1. Disney (DIS) -- Discounts, Pricing Power & India
a) Discounts
Disney is offering special children’s discounts for 1-day tickets. They’ll go on sale for $50 starting later in the month for January through March 10th. Tickets usually cost $110-$150. Considering all of the negative sentiment surrounding Disney’s stock, some assume that an abnormal lack of demand is driving this decision. But this isn’t anything new.

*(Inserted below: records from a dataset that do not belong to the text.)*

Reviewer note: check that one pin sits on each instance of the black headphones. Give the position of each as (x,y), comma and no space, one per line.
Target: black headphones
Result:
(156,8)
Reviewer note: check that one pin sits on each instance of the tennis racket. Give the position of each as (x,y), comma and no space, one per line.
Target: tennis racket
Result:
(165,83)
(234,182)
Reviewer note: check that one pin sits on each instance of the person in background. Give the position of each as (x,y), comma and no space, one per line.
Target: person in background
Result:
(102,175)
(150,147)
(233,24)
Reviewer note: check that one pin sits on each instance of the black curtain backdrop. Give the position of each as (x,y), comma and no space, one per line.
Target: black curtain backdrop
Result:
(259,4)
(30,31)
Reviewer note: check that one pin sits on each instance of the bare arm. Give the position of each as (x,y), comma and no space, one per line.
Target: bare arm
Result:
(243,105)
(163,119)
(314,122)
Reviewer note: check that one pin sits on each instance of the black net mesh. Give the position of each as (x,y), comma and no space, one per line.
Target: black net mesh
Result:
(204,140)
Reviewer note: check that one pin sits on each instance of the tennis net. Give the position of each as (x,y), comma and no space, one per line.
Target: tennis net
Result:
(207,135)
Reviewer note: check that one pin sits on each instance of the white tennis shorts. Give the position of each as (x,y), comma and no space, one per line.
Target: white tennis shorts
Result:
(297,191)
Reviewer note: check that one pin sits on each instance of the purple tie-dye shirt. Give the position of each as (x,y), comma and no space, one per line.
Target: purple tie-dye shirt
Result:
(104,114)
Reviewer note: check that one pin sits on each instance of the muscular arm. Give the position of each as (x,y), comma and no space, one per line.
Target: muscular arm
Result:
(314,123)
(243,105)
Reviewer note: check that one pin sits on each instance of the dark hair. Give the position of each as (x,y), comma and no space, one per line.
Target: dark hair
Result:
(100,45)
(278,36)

Disney has a history of running first quarter promotions like this one. Furthermore, Parks and Experiences head Josh D’Amaro has explicitly told us in recent interviews that Disney is not raising promotional intensity. Conversely, per D’Amaro, Disney has gotten more selective with discounting thanks to better data collection and analytics at its parks since 2020.
b) Pricing Power
Discovery+ is hiking its pricing and Netflix plans to do the same once the actor strikes end. Talks with actors just resumed this week (as expected) following the writer strike resolutions.
Why does this news matter for Disney? Streaming is becoming less promotional and moving away from price-based competition. The arms race for subscribers has morphed into a margin race for Disney and its counterparts. All of these hikes make Disney look less expensive on a relative basis and should support its own pricing power IF (big if) its content warrants loyalty. Especially with Disney’s pivot from general entertainment to nurturing its core franchises, it should find real price elasticity of demand. It successfully hiked pricing in 2022 and by another whopping 30% this year. The 2022 hike was met with very minimal churn while we haven’t yet heard how the 2023 move was received.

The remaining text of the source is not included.